Zamanillo was born in 1969 in Washington Heights, Manhattan to Cuban immigrants parents. He is the youngest of four children. His parents immigrated to the United States in 1966 as part of the Freedom Flights. Zamanillo's family moved to Miami in 1976. Zamanillo earned a bachelor's degree in anthropology from Florida State University. Originally a music student, he switched his major to archaeology in 1988 after a solo trip to the Smithsonian Institution museums. As an undergraduate student, he worked part-time in visitor services and as an educator at HistoryMiami. Zamanillo completed a master's degree in museum studies at the University of Leicester.

For ten years, Zamanillo was an archaeologist at the nonprofit firm, Archaeological and Historical Conservancy Inc. In 2000, he returned to HistoryMiami as its curator of object collections. In 2011, Zamanillo was the project manager overseeing the design and construction of the Miami Circle archaeological park. In 2016, he succeeded Stuart Chase as HistoryMiami's chief executive officer. He oversaw 45 staff members and an annual budget of . He led the development of its Center for Photography. According to Smithsonian He had also led a $45 million expansion at HistoryMiami, creating 4 more exhibit rooms.
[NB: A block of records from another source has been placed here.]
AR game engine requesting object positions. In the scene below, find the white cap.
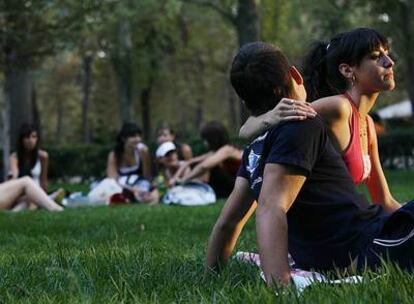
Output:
[155,141,177,158]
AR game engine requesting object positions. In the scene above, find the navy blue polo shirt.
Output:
[238,116,385,270]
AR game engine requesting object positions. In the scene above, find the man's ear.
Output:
[338,63,354,79]
[289,65,303,85]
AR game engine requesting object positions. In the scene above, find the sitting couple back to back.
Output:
[206,29,414,285]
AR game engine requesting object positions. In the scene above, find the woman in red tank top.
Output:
[240,28,401,213]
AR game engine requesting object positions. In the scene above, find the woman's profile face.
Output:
[23,131,39,151]
[124,134,141,148]
[354,47,395,93]
[157,129,175,144]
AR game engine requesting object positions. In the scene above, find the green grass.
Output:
[0,172,414,303]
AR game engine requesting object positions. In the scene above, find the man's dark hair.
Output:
[200,121,229,151]
[230,42,292,116]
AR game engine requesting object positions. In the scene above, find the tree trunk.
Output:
[236,0,260,124]
[141,83,152,141]
[117,20,133,122]
[236,0,260,46]
[1,72,10,180]
[32,82,43,138]
[6,65,33,147]
[398,1,414,119]
[227,85,240,130]
[82,55,93,144]
[55,98,64,144]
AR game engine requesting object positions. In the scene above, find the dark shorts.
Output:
[358,200,414,272]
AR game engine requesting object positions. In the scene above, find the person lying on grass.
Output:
[0,176,63,211]
[206,42,414,286]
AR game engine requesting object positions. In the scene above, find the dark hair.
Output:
[16,123,40,176]
[114,122,142,167]
[230,42,292,116]
[302,28,389,101]
[200,121,229,151]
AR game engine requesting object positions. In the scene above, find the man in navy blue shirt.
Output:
[207,42,414,284]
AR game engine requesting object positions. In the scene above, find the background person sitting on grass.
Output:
[106,123,159,203]
[206,42,414,286]
[157,125,193,160]
[155,141,190,188]
[0,176,63,211]
[179,121,242,197]
[9,124,49,191]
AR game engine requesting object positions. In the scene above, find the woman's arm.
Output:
[106,151,118,179]
[39,151,49,192]
[365,117,401,213]
[180,145,234,183]
[181,144,193,160]
[9,153,19,179]
[239,98,316,140]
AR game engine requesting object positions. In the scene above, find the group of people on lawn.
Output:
[0,28,414,285]
[0,117,242,211]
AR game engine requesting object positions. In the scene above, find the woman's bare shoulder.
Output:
[39,150,49,160]
[312,95,352,122]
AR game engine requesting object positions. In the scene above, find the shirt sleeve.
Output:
[237,149,250,180]
[265,118,326,176]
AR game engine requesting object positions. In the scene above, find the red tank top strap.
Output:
[342,93,364,185]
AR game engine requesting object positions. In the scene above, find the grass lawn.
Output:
[0,172,414,303]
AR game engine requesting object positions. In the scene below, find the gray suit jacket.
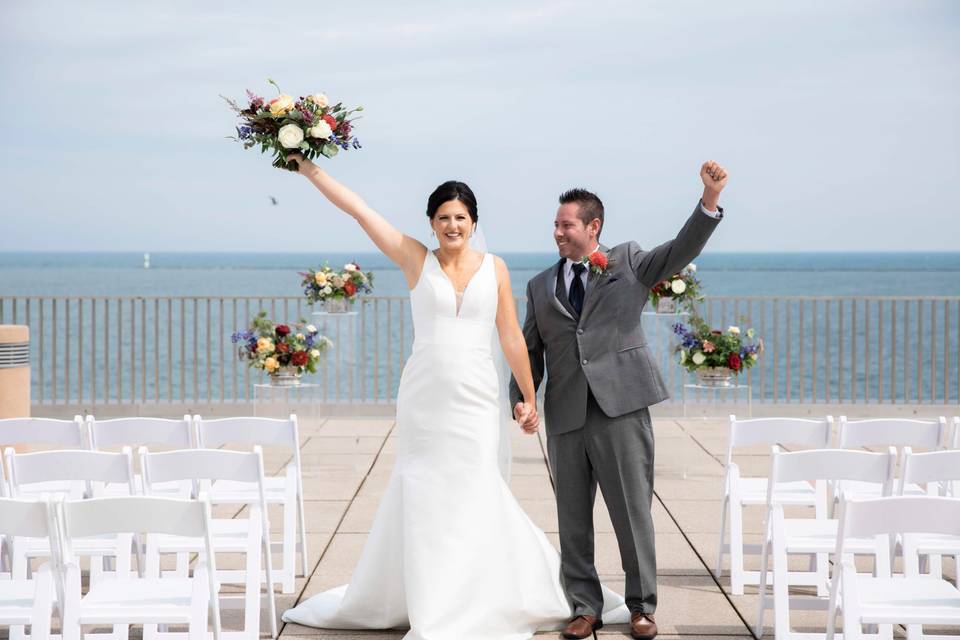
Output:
[510,202,722,434]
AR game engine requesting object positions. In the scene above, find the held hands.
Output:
[513,402,540,433]
[700,160,727,211]
[287,153,313,175]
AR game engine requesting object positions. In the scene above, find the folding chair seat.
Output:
[715,415,833,595]
[756,446,897,640]
[194,415,309,593]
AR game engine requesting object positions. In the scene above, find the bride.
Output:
[283,154,629,640]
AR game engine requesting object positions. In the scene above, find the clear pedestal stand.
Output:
[681,383,753,418]
[253,382,324,419]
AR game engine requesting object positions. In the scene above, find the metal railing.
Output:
[0,296,960,404]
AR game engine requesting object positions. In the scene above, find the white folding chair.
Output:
[85,415,194,498]
[715,415,833,595]
[139,446,277,640]
[4,447,134,583]
[0,498,57,640]
[827,496,960,640]
[60,496,220,640]
[900,447,960,587]
[838,416,947,498]
[756,446,897,640]
[194,415,309,593]
[0,416,86,497]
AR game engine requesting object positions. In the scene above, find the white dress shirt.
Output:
[563,202,720,296]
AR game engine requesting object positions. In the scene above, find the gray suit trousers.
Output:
[547,392,657,617]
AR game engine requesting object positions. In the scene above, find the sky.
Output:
[0,0,960,252]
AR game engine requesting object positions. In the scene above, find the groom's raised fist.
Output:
[700,160,727,193]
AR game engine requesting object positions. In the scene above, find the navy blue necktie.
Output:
[567,262,587,315]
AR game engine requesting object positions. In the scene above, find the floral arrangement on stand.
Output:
[230,311,333,385]
[673,315,763,386]
[650,262,703,313]
[300,262,373,312]
[221,78,363,171]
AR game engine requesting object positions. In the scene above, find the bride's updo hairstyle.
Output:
[427,180,477,224]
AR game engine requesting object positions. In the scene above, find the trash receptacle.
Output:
[0,324,30,418]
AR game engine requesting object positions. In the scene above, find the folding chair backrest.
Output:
[840,496,960,538]
[0,416,84,449]
[62,496,210,537]
[87,416,193,449]
[900,447,960,492]
[727,414,833,464]
[194,415,300,452]
[140,446,263,484]
[839,416,947,449]
[0,498,50,538]
[4,447,136,496]
[770,446,897,491]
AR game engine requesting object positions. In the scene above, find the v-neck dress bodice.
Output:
[283,252,629,640]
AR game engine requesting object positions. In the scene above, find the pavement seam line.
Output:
[277,420,397,640]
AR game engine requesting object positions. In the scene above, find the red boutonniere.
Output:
[580,251,610,276]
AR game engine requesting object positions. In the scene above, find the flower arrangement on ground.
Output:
[300,262,373,305]
[230,311,333,375]
[673,316,763,374]
[221,79,363,171]
[650,262,703,312]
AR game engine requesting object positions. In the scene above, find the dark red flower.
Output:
[590,251,607,271]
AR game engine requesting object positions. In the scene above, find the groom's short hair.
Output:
[560,189,603,237]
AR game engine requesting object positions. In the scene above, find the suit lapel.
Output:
[547,258,579,321]
[581,244,610,317]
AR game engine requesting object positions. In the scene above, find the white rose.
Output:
[307,120,333,140]
[277,124,303,149]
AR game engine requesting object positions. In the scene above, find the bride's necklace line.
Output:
[432,251,486,298]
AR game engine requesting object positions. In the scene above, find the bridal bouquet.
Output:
[230,311,333,374]
[673,316,763,373]
[221,79,363,171]
[300,262,373,304]
[650,262,703,313]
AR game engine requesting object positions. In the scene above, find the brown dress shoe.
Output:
[630,611,657,640]
[560,616,603,640]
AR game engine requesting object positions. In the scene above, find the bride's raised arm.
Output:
[287,153,427,289]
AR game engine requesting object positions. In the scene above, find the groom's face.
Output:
[553,202,598,260]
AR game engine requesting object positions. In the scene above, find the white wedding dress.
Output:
[283,251,629,640]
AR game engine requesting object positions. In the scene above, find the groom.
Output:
[510,161,727,640]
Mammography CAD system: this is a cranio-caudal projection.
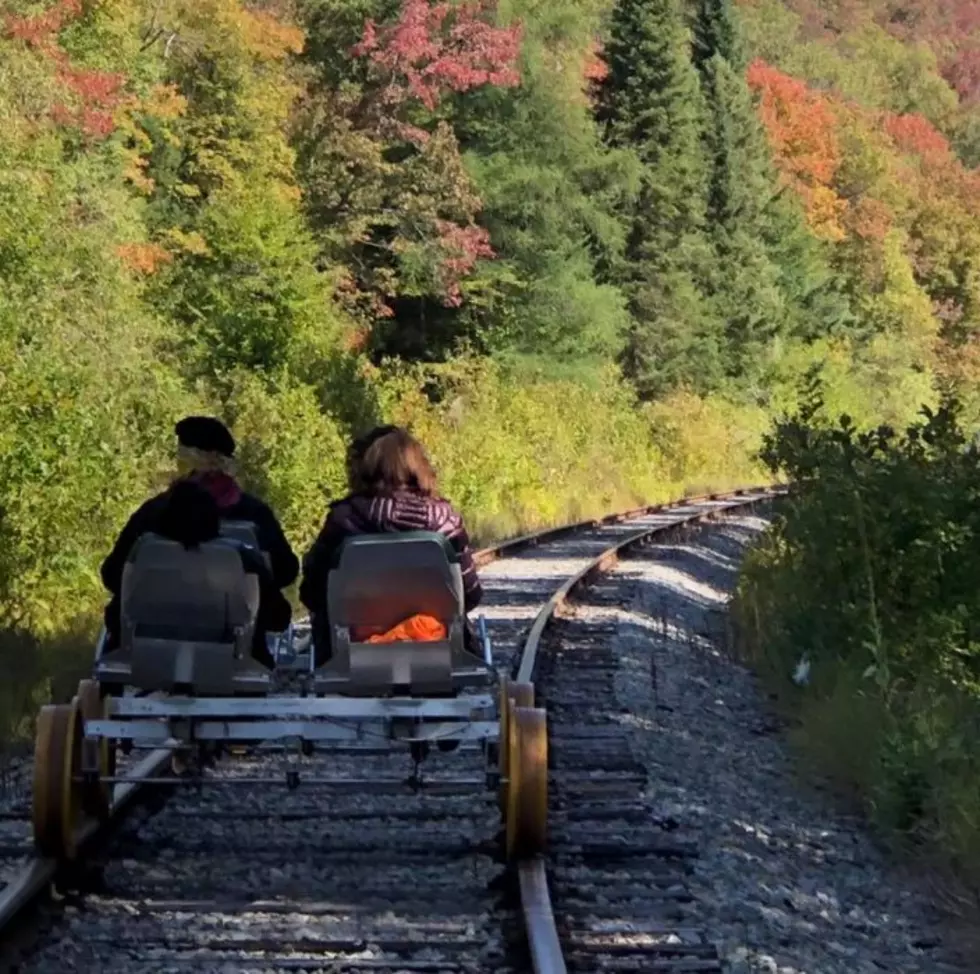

In 2022, Zamanillo was also the president of the Florida Association of Museums and a board member and treasurer of the American Alliance of Museums.

In February 2022, Zamanillo was named the incoming founding director of the National Museum of the American Latino. He assumed the position on May 2, 2022. He was able to gain the position as he was the most fit to become director due to the fact he was already so into supporting the history of American Latino history. He hopes to provide a perspective of American Latino experiences to the Smithsonian Museum.

Zamanillo and his wife Ann have a daughter.